The design assumption is that recording integrity matters more than squeezing maximum storage savings out of the first write.

Why Archive Is Offline

Archive generation does the work that is too risky or too expensive to put on the live recording path:

  • head/tail trim
  • lossless image transcode
  • MCAP chunk compression
  • archive verification and provenance

Doing this offline means:

  • the original capture stays preserved if archive generation fails
  • one bad archive job does not corrupt the source-of-truth artifact
  • heavy transcode work does not sit on the demo-to-demo critical path

archive_episode.py also writes a separate archive_manifest.json so trim, transcode, and final archive settings are auditable without mutating the raw episode manifest.

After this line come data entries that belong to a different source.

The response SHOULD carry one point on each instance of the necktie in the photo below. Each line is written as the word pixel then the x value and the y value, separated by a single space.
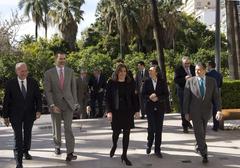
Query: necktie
pixel 201 86
pixel 23 89
pixel 142 74
pixel 188 71
pixel 61 78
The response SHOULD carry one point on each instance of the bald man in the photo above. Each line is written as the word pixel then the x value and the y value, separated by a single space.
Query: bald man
pixel 21 107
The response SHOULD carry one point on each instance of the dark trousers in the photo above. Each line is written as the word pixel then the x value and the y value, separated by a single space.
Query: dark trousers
pixel 215 121
pixel 199 126
pixel 22 136
pixel 180 94
pixel 98 97
pixel 155 124
pixel 125 140
pixel 142 102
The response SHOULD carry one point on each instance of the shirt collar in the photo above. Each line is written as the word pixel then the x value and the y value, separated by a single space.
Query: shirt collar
pixel 20 80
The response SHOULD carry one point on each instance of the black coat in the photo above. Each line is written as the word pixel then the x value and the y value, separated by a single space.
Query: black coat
pixel 15 107
pixel 123 117
pixel 95 85
pixel 161 93
pixel 179 75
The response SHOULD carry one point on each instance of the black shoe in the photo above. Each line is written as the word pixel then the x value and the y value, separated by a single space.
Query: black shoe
pixel 205 159
pixel 112 152
pixel 57 151
pixel 190 125
pixel 27 156
pixel 185 130
pixel 19 166
pixel 70 157
pixel 215 129
pixel 125 159
pixel 148 150
pixel 158 154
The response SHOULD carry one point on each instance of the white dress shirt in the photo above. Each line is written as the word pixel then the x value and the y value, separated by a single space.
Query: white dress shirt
pixel 24 83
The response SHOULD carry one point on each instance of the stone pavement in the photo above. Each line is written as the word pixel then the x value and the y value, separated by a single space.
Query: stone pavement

Why Compression Policy Depends On Artifact Type

Compression is not one global policy. It depends on what the artifact is for.

Capture bag

Primary goal:

  • trustworthy recording

Preferred properties:

  • minimal runtime work
  • simple storage backend
  • no in-place mutation

Archive bag

Primary goal:

  • smaller long-term ROS-native artifact

Preferred properties:

  • lossless image compression
  • offline trim
  • MCAP chunk compression

Implementation note:

  • archive_episode.py exposes zstd_fast and zstd_small
  • the default archive preset is zstd_small

Published dataset

Primary goal:

  • aligned learning artifact

Preferred properties:

  • fixed-rate frames
  • model-facing schema
  • copied source provenance

Why The Archive Path Is Lossless

The archive path is designed to stay lossless for the important visual modalities.

That is why the archive path uses:

  • RGB and tactile archived with PNG-backed compressed image transport
  • depth archived with lossless compressedDepth PNG

The design reasoning is simple:

  • archive should reduce storage cost
  • but it should not give up future debugging or geometry fidelity casually

Why Head/Tail Trim Moved Out Of Recording

Trim is now an archive-time decision, not a record-time mutation.

That avoids two problems:

  • recording logic doing too much on the critical path
  • source-of-truth bags being rewritten to fit later storage preferences

The raw capture remains what was recorded. The archive is the curated long-term ROS-native derivative.

Design Consequence

Future work should preserve this artifact logic:

  • capture first
  • archive later
  • publish separately

If one stage starts trying to impersonate another, the pipeline will become harder to trust and harder to debug.